When I started to think about the Cloud and security and thought about all the work I do with Law Enforcement and the challenges they face. Additionally, I started to think about the legal challenges we – as an industry – already had. Or better, the legal challenges I knew about. Our Cloud Security Challenges paper just touches a little bit on this but to me it is a big challenge (to big for an engineer ?)

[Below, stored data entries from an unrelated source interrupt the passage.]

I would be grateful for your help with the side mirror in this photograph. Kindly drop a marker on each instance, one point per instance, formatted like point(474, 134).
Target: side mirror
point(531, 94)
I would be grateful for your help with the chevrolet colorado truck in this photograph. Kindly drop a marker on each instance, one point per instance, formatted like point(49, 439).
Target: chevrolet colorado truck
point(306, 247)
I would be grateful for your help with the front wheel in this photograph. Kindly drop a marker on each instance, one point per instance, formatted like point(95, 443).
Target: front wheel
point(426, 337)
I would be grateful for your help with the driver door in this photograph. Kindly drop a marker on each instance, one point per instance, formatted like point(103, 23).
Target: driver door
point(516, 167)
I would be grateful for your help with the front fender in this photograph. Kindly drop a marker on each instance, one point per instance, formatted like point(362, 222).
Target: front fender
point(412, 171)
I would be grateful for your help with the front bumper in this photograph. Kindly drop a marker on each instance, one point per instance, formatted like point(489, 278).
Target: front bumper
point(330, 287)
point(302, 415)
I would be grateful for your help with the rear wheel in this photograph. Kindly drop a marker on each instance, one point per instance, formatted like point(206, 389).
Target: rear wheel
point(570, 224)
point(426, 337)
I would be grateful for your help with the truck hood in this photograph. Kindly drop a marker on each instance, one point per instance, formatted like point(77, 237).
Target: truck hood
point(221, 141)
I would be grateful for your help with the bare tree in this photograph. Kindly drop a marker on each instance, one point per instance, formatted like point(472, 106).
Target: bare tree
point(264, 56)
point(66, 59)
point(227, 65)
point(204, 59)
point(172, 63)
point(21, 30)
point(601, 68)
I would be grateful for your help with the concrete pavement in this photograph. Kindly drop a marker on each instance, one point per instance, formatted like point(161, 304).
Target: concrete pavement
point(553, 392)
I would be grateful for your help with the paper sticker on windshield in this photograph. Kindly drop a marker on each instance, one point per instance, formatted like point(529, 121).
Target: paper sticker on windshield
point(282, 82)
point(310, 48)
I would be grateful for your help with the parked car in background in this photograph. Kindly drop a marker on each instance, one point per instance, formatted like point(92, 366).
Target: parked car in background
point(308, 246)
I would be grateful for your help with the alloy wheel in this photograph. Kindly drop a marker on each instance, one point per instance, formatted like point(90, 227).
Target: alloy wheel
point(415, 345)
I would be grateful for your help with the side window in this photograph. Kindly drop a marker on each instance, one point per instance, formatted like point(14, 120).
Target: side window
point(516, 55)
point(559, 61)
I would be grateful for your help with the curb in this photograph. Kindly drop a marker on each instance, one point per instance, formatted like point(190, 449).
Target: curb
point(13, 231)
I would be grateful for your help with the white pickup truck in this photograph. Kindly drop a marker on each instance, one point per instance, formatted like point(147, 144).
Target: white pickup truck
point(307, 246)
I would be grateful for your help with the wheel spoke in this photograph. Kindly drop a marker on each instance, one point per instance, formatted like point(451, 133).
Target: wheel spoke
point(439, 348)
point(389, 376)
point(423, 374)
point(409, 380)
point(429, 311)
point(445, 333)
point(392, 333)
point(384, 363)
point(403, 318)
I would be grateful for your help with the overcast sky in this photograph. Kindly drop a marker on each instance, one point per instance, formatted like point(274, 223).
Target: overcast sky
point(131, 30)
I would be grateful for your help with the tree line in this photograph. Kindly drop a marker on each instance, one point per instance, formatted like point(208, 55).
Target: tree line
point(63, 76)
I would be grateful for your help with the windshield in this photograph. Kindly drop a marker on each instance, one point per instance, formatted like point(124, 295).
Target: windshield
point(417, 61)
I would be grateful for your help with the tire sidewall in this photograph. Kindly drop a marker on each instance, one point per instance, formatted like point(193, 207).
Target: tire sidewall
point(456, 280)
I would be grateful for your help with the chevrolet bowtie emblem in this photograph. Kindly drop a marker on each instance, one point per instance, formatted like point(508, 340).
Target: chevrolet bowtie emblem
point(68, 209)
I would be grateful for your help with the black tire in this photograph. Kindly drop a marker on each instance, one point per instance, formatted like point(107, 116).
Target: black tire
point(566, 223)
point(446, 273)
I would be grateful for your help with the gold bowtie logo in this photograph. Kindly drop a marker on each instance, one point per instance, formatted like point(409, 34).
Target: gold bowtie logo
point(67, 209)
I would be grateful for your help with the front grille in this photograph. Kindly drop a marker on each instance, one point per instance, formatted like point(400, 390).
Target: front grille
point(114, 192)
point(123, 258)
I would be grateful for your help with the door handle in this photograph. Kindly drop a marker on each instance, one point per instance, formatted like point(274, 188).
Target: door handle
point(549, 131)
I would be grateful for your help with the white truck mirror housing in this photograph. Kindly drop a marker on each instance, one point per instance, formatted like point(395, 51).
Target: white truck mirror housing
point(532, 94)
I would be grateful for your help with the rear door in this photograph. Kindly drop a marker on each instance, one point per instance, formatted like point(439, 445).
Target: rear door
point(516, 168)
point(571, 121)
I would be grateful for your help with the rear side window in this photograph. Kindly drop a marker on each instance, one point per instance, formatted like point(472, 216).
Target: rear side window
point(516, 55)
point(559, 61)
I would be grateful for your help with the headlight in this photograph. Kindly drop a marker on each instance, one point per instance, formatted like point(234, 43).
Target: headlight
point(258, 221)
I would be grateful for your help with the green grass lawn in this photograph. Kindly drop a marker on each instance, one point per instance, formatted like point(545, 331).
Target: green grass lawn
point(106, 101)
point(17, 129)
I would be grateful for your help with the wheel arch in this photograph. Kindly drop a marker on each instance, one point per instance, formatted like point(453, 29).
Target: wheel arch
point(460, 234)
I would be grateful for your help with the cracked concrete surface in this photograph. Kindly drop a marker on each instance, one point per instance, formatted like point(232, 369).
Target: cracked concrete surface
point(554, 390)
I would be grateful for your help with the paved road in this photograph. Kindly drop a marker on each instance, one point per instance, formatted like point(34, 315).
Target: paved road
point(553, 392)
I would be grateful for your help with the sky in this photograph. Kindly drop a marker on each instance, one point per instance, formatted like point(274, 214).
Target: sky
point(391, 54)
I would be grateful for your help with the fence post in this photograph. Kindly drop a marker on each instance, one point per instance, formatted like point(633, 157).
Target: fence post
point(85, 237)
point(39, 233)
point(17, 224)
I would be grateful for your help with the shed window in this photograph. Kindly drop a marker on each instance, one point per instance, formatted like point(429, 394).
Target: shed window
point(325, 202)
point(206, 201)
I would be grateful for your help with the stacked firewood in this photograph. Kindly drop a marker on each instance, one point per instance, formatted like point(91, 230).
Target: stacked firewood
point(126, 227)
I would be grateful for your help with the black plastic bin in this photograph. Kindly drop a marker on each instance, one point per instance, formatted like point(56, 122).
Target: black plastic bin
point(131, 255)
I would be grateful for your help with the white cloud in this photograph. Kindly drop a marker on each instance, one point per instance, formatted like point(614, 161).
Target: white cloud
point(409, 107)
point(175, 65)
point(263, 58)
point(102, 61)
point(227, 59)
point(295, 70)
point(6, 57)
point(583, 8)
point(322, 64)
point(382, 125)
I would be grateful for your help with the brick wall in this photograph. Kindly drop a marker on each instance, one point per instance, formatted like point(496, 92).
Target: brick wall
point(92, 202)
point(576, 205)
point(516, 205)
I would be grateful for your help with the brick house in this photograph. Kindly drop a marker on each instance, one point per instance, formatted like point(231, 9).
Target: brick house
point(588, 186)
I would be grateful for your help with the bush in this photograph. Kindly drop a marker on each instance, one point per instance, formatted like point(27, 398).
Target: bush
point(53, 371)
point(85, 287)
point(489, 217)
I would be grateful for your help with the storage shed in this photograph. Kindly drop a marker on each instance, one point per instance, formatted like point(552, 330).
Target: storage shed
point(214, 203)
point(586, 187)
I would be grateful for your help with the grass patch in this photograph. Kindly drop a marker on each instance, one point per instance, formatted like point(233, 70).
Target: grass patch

Let me give you an example: A case which happens often is that Law Enforcement is approaching any mail-provider with the request to access the content of a mailbox because they have a case where the suspect is expected to have mails which can be used as evidence. This is actually fairly standard and within the legal boundaries of a country straight-forward if the law enforcement officer has a court decision. Now, with international providers it gets more complicated as a case in Belgium showed: The Belgium policed asked Yahoo! to give them access to a mailbox of a person living in Belgium based on a Belgium court decision. However, this data is hosted in the United States. Pretty normal: The police then should the FBI for help, they issue the corresponding papers (together with the court) and Yahoo! would hand over the data – this process is called MLAT (mutual legal assistance treaty). Belgium refused to do that as it was their position that a Belgium decision is good enough because the suspect lives in Belgium. Yahoo! now had two choices: Violate the US law by handing over the data or violate the Belgium court decision by not handing over the data – a lose-lose position they were in .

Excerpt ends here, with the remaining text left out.